Alizé is a 1980s Quebecois drink made with red fruits and slightly tangy with lime.
Les Alizés is a French troupe of flying trapeze artists from the mid-20th century, whose motto "Nothing is impossible" leads them to perform in the most prestigious European big tops.
Alizé is, above all, a little bit of all of these things. French living in Quebec. A circus performer since a young age, she swings from trapeze to trapeze whenever gravity challenges her. With two trapeze artists as parents, there was no doubt about it; they taught her the art and the love of high-flying.
Having grown up surrounded by large flying trapeze companies, the collective is, for her, the key to the success of all these projects. Traveling across Europe as part of contracts with her company, Tout Fou To Fly, as a child, she was accustomed to the stage from a very young age. She performed her first solo shows at the age of 7 on her static trapeze.

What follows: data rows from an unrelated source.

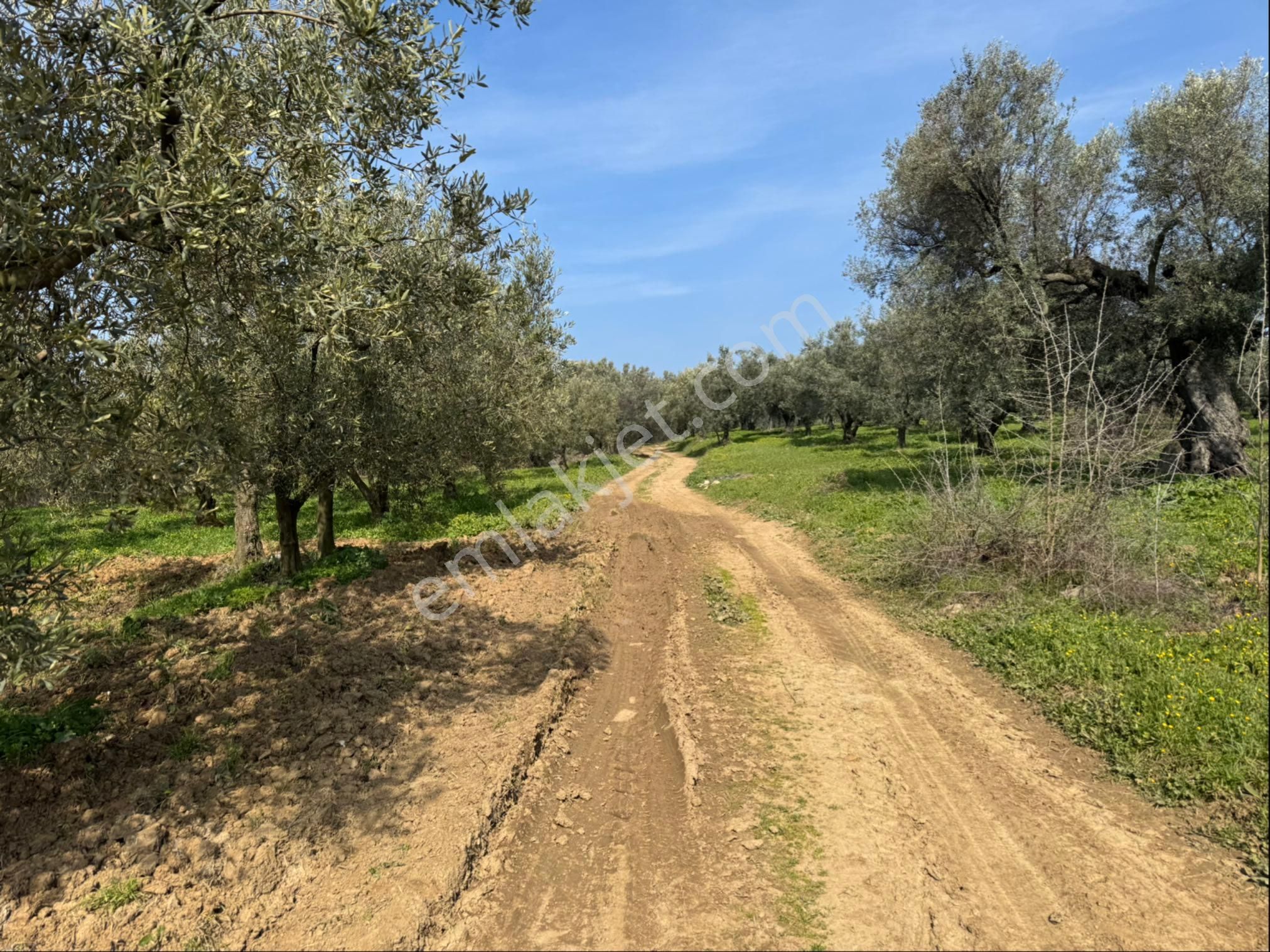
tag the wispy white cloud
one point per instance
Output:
(587, 289)
(716, 102)
(756, 206)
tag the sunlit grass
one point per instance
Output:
(87, 535)
(1174, 693)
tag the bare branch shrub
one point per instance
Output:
(1045, 506)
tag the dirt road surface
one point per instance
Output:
(818, 778)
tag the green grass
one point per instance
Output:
(114, 897)
(245, 588)
(88, 537)
(23, 735)
(188, 744)
(224, 666)
(729, 607)
(1175, 695)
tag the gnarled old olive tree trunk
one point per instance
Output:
(376, 494)
(288, 508)
(325, 516)
(247, 525)
(1212, 431)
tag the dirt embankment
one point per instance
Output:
(316, 773)
(856, 785)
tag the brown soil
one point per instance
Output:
(858, 786)
(821, 777)
(345, 772)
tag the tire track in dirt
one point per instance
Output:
(949, 814)
(1016, 852)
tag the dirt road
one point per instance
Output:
(821, 777)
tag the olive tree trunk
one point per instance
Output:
(1214, 436)
(247, 525)
(376, 494)
(325, 517)
(207, 507)
(289, 538)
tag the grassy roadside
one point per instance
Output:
(26, 729)
(88, 536)
(1174, 693)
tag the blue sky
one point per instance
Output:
(697, 165)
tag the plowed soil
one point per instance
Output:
(856, 786)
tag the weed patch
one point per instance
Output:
(1171, 686)
(23, 735)
(114, 897)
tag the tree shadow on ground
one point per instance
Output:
(315, 715)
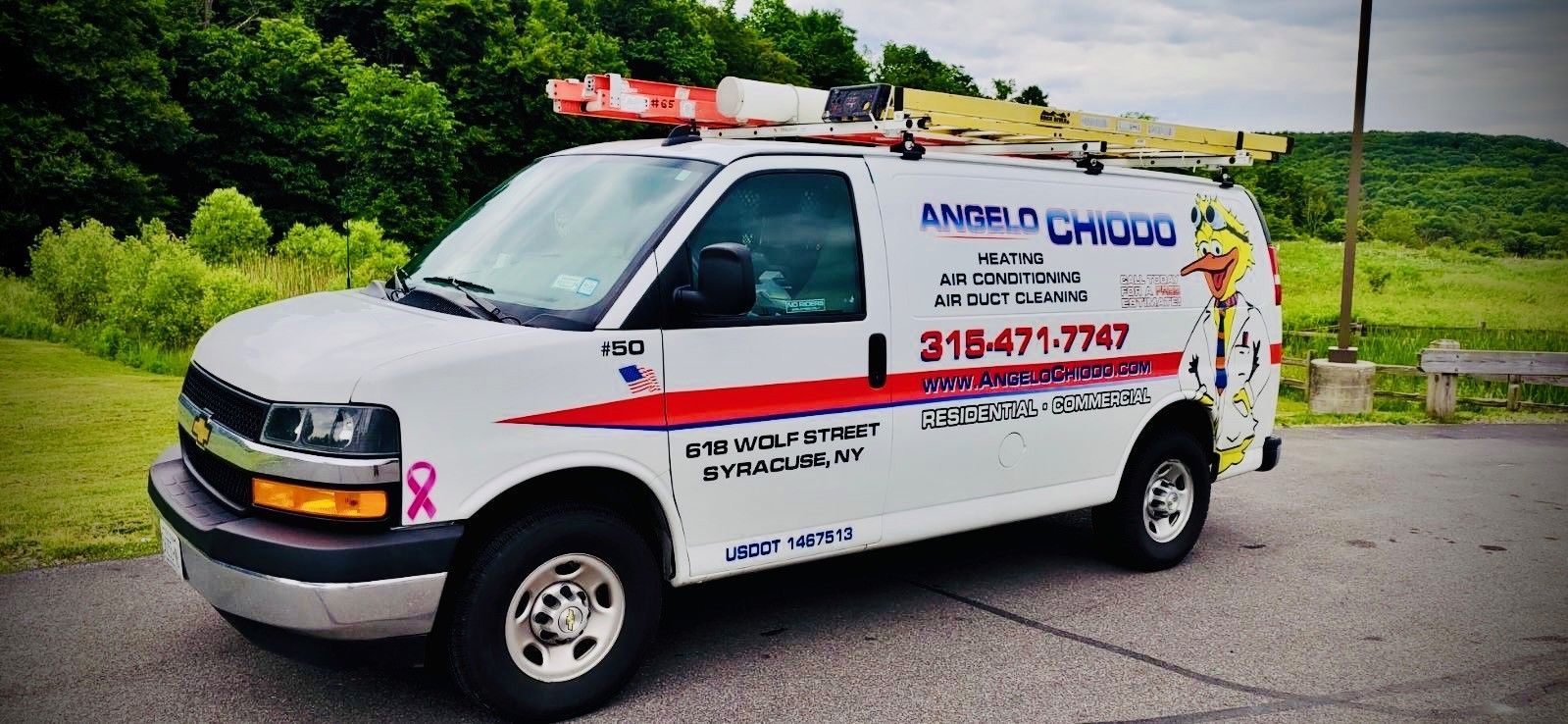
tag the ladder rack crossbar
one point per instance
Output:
(889, 115)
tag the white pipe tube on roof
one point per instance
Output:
(772, 102)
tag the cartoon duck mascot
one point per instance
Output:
(1224, 364)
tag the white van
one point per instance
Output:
(652, 364)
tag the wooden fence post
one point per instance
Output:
(1306, 381)
(1442, 388)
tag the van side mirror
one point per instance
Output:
(725, 283)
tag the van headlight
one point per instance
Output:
(332, 428)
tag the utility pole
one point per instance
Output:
(1344, 351)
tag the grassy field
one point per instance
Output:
(1426, 295)
(77, 435)
(1424, 287)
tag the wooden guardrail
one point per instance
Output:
(1442, 362)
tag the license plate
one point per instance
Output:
(172, 547)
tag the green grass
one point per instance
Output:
(1292, 412)
(1424, 287)
(1427, 295)
(77, 435)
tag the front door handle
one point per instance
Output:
(877, 361)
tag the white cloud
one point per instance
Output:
(1269, 65)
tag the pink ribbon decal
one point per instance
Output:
(421, 490)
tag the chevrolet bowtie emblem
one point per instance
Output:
(201, 432)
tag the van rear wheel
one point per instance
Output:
(555, 614)
(1161, 505)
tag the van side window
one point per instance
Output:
(805, 249)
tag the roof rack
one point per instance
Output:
(908, 121)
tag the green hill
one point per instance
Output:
(1494, 194)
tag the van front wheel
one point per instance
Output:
(1159, 508)
(554, 614)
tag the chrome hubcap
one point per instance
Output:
(1167, 501)
(565, 618)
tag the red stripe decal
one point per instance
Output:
(644, 411)
(814, 396)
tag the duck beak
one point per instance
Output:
(1217, 267)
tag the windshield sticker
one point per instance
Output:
(795, 306)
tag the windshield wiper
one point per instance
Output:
(400, 280)
(468, 287)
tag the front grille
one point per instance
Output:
(228, 406)
(230, 483)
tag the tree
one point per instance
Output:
(745, 52)
(86, 117)
(1395, 226)
(228, 226)
(397, 141)
(1034, 96)
(817, 39)
(262, 105)
(660, 39)
(911, 66)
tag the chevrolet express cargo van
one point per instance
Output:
(638, 365)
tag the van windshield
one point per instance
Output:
(559, 237)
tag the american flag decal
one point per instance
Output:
(640, 380)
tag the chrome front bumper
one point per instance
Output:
(367, 610)
(309, 580)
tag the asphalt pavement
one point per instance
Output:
(1380, 574)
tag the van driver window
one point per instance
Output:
(805, 249)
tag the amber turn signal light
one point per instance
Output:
(358, 505)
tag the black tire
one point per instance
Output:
(476, 647)
(1120, 525)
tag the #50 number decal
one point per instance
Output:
(1016, 342)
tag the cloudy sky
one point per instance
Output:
(1258, 65)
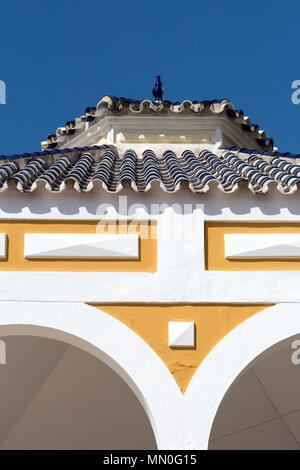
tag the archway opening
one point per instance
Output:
(261, 409)
(54, 395)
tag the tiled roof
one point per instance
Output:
(119, 106)
(88, 167)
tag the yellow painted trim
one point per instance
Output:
(16, 229)
(212, 323)
(215, 249)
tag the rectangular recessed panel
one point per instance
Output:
(81, 246)
(267, 245)
(3, 245)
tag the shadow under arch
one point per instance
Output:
(227, 360)
(112, 342)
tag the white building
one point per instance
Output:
(149, 254)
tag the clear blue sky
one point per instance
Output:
(58, 57)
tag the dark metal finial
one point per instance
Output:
(158, 90)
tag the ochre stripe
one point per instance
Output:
(15, 260)
(212, 321)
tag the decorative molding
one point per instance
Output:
(99, 246)
(279, 245)
(181, 334)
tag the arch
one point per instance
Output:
(227, 360)
(115, 344)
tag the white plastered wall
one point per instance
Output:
(50, 299)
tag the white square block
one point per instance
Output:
(181, 334)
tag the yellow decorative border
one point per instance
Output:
(212, 323)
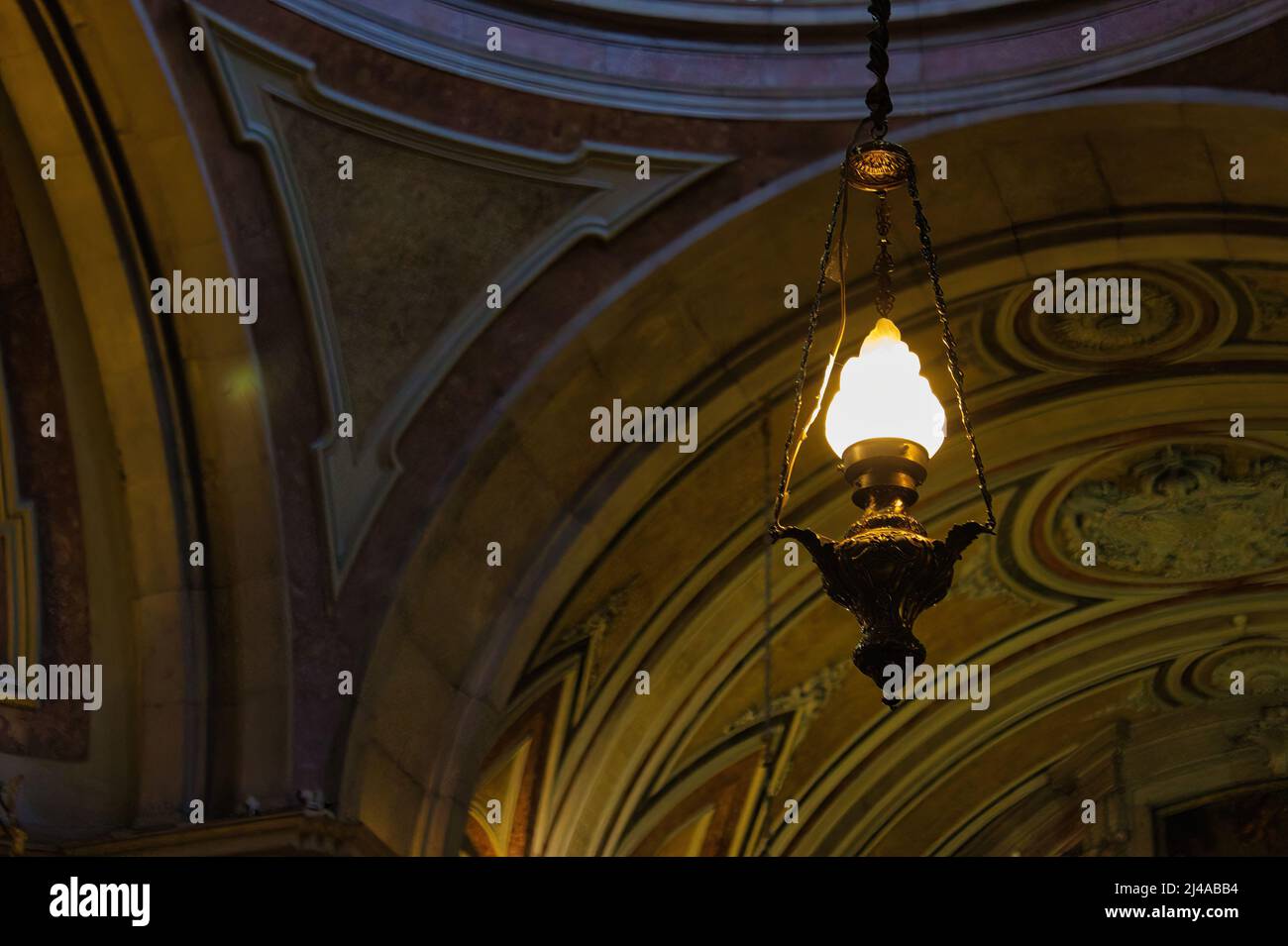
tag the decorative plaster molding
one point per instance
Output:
(1026, 52)
(254, 78)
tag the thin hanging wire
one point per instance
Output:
(769, 758)
(791, 448)
(880, 106)
(879, 64)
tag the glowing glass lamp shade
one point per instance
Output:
(884, 395)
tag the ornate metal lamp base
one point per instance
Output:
(887, 571)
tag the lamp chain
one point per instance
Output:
(879, 64)
(789, 452)
(769, 758)
(927, 253)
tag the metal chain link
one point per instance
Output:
(927, 253)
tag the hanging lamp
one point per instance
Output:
(884, 422)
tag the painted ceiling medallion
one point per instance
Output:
(1144, 521)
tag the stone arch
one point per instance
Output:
(166, 418)
(704, 323)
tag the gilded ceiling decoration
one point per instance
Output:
(1145, 519)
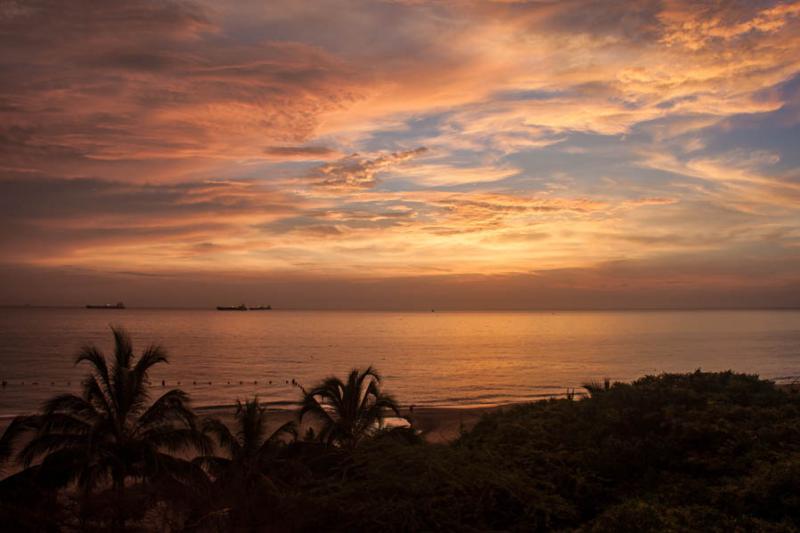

Eventually based on the French Riviera, she continued her studies there alongside extensive acrobatic training at the circus school Tout Fou To Fly and Co., founded by her father, Jean-Michel Poitreau, as well as gymnastics, dance, and music at the National Conservatory. At 17, she joined the National Circus School of Rosny-sous-Bois, where the swinging trapeze became her preferred apparatus, and then the National Circus School of Montreal two years later. A skilled ground acrobat, she is particularly drawn to aerial disciplines, such as the flying trapeze, but also practices hand-to-hand, acrobatic cycling, lifts, and balances. Carrying a message committed to the representation of women on various stages around the world, she aims to challenge, through her solo swinging trapeze acts and in synchro duets with her partner Malou Latrompette, their ability to move through the air in an unusual way and to produce extremely complex technical elements.